The memorial at Westminster Abbey for Prince Philip, who died last year aged 99, will celebrate his public service and a “long life lived fully”.
Representatives of his charities, including the Duke of Edinburgh’s Award, will be in the congregation.
Buckingham Palace has indicated a last-minute decision will be taken as to whether the Queen will attend.
It would be the first public event, outside of her own residences, attended by the 95-year-old monarch this year.
The Queen has had problems with her mobility and had to pull out of the Commonwealth Service earlier this month.
‘Spur to service’
The thanksgiving service for Prince Philip will hear the Dean of Westminster, David Hoyle, offering prayers for a “man of rare ability and distinction” who “put privilege to work and understood his rank as a spur to service”.
The Prince of Wales and the Duchess of Cornwall will attend the service.
And the Duke and Duchess of Cambridge will be there, having returned from their controversy-hit tour of the Caribbean.
It is also expected to be the first public appearance of Prince Andrew, the Duke of York, since the settlement of a civil sex assault case in the US.
But Prince Harry, who has been in a legal dispute over the provision of security, has not travelled from California, where he lives.
Prince Philip died last April, during Covid regulations that restricted gatherings including funerals and memorials.

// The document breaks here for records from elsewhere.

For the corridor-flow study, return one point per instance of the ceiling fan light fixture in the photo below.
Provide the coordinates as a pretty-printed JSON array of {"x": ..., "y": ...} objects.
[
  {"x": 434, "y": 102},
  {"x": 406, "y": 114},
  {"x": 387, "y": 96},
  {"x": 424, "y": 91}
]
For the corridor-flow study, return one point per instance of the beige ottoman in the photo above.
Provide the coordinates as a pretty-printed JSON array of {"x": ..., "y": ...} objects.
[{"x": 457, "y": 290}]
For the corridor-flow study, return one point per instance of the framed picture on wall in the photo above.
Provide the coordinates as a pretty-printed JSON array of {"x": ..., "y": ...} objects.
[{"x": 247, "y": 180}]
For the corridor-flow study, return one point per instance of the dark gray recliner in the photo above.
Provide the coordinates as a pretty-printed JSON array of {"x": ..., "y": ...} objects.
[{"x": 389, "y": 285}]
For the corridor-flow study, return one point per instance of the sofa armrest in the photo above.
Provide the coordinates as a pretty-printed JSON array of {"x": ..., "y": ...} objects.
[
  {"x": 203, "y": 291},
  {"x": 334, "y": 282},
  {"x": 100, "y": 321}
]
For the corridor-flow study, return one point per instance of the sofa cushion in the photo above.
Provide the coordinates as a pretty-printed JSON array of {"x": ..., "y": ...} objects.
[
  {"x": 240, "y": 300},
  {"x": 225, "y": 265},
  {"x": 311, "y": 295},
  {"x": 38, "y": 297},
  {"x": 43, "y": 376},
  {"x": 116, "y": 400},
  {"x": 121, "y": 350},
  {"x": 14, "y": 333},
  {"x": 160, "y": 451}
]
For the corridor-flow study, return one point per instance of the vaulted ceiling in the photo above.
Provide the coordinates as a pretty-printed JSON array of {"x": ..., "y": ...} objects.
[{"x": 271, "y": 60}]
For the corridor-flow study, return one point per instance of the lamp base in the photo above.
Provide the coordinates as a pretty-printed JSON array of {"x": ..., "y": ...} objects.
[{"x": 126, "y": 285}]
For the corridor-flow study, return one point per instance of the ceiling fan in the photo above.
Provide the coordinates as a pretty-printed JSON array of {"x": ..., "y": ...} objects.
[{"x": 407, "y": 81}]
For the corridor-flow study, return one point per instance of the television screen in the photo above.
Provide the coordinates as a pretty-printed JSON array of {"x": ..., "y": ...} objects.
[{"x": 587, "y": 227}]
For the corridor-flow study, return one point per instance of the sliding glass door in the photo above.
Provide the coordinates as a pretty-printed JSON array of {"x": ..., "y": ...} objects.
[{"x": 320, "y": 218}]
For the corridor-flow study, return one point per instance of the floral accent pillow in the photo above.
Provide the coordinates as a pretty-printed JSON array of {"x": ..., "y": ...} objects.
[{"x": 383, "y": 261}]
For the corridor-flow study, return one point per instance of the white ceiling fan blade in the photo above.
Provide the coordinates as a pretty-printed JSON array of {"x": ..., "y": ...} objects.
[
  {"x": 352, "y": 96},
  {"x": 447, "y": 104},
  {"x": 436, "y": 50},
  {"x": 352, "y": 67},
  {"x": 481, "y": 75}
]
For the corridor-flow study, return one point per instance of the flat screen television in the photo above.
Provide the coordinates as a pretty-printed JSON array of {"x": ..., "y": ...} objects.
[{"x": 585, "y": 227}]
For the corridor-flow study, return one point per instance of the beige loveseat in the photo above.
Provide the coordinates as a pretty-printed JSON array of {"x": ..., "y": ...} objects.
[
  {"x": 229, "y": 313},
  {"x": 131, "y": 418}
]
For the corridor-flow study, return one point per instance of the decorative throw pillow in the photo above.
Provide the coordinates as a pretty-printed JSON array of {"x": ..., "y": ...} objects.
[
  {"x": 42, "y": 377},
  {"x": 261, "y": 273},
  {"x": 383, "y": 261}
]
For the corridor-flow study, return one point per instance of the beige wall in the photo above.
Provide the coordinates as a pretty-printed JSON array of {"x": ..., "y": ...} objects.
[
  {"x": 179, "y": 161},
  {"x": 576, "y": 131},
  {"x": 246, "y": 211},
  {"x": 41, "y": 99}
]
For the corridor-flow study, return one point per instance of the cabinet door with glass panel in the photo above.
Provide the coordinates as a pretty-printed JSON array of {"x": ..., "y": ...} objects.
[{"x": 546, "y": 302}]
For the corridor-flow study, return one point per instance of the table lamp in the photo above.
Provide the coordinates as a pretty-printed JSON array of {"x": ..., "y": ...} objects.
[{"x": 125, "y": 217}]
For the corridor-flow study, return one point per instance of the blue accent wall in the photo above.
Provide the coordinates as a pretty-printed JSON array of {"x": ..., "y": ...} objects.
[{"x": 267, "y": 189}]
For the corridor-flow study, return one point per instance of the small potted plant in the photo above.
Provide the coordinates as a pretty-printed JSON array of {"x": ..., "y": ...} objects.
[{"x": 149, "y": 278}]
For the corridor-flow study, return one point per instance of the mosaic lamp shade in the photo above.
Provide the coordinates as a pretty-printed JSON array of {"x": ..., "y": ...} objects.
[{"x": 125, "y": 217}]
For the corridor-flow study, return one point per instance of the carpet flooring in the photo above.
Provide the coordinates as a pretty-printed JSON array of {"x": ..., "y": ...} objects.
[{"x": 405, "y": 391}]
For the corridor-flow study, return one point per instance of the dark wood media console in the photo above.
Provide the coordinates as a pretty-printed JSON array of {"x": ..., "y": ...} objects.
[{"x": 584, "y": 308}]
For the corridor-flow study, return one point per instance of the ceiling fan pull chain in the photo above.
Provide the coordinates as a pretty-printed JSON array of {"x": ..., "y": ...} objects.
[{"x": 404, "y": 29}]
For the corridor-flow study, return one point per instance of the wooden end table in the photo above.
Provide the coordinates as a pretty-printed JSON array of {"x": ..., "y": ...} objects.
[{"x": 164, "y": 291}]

Keeping to the rules meant that Prince Philip’s funeral had to be limited, producing a memorable image of the Queen sitting alone.

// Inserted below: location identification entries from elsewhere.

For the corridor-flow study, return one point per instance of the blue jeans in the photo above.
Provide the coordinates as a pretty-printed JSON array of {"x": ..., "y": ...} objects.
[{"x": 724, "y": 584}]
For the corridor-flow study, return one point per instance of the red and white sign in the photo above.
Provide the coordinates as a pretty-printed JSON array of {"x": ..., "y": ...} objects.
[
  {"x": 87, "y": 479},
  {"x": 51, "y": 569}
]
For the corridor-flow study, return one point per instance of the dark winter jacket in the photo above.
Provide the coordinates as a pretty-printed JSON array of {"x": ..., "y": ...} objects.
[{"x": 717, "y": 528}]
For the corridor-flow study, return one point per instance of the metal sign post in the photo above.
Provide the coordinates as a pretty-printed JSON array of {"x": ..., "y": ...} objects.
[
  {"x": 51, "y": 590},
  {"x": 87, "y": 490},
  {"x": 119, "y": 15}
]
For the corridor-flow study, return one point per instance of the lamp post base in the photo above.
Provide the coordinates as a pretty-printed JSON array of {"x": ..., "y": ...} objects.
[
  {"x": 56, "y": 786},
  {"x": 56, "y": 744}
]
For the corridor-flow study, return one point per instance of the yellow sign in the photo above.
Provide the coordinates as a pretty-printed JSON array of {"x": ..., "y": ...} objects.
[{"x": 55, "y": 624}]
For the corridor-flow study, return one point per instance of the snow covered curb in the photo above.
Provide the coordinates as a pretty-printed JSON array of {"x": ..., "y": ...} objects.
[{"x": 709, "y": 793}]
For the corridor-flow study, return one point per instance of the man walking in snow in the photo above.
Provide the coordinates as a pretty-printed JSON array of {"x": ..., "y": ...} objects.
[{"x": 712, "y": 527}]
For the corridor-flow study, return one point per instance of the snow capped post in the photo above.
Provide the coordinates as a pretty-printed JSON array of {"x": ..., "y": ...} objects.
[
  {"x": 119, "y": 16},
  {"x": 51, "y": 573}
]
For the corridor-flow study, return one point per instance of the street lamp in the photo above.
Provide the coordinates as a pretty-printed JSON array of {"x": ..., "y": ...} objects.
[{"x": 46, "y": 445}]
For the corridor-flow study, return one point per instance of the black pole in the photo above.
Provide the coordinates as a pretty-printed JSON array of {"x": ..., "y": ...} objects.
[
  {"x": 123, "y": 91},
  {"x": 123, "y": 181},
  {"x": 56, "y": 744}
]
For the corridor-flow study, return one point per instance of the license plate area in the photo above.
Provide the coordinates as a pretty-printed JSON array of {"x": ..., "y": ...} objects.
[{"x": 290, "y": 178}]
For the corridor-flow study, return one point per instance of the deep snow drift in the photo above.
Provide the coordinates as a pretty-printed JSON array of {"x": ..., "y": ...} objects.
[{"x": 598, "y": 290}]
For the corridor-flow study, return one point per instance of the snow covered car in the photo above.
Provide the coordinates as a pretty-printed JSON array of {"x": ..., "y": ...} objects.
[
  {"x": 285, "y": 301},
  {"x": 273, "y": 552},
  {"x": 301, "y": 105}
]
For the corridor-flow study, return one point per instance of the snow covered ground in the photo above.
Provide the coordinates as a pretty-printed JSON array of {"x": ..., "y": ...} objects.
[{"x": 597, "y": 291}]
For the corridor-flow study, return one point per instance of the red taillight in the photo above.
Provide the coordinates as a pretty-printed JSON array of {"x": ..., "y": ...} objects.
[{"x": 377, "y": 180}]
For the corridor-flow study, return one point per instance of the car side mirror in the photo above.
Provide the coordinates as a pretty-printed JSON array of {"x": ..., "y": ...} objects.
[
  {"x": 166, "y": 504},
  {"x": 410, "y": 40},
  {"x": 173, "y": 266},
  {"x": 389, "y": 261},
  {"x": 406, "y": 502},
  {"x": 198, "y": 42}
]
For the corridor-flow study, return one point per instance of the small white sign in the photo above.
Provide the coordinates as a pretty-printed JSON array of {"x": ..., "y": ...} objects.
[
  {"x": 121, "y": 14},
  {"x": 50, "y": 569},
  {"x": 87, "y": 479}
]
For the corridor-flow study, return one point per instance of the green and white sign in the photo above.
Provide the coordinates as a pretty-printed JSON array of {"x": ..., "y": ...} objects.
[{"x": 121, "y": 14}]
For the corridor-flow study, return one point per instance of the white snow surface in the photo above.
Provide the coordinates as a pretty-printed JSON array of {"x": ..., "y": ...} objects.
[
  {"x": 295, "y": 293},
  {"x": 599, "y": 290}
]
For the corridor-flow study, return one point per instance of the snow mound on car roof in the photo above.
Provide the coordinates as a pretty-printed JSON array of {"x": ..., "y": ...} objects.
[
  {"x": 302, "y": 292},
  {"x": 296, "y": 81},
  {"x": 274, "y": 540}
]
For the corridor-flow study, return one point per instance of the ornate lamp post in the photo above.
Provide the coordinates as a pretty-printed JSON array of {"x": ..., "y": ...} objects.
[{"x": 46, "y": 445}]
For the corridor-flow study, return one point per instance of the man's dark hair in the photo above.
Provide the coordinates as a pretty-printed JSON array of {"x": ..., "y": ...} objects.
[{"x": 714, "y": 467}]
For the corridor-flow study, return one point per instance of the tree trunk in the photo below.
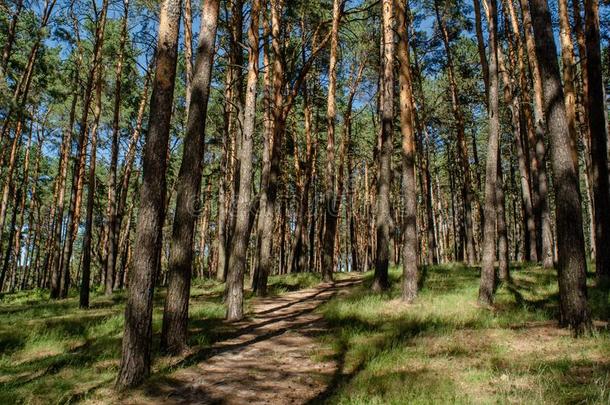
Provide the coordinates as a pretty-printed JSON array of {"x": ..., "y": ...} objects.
[
  {"x": 79, "y": 164},
  {"x": 137, "y": 337},
  {"x": 572, "y": 266},
  {"x": 410, "y": 276},
  {"x": 112, "y": 226},
  {"x": 599, "y": 147},
  {"x": 537, "y": 143},
  {"x": 488, "y": 275},
  {"x": 175, "y": 313},
  {"x": 462, "y": 148},
  {"x": 241, "y": 236},
  {"x": 384, "y": 218},
  {"x": 331, "y": 204},
  {"x": 88, "y": 236}
]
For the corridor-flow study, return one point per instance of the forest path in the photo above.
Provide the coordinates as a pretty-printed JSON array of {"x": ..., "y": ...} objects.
[{"x": 268, "y": 361}]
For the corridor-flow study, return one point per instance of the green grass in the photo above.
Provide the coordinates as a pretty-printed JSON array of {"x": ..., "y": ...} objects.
[
  {"x": 445, "y": 349},
  {"x": 54, "y": 352},
  {"x": 442, "y": 349}
]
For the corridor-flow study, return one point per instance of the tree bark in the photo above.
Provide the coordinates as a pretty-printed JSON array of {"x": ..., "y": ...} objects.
[
  {"x": 88, "y": 236},
  {"x": 137, "y": 336},
  {"x": 488, "y": 275},
  {"x": 384, "y": 218},
  {"x": 112, "y": 226},
  {"x": 599, "y": 146},
  {"x": 572, "y": 266},
  {"x": 175, "y": 313},
  {"x": 410, "y": 276},
  {"x": 241, "y": 236},
  {"x": 462, "y": 148},
  {"x": 331, "y": 205}
]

So this service will include elements that had been planned for Prince Philip’s funeral, such as the entry to Westminster Abbey being lined by Duke of Edinburgh gold award winners.
The hymn ‘Guide me, O thou great redeemer’, also intended for the Duke’s funeral, will be sung, along with music by Beethoven, JS Bach, Wagner, Vaughan Williams and William Byrd.
‘Beloved Philip’
The Queen and Prince Philip had been married for 73 years and in her Christmas message the Queen spoke in unusually personal terms about the loss of her “beloved” Philip.
Wearing a brooch she had worn on their honeymoon, she remembered her “irrepressible” husband and his “capacity to squeeze fun out of any situation”.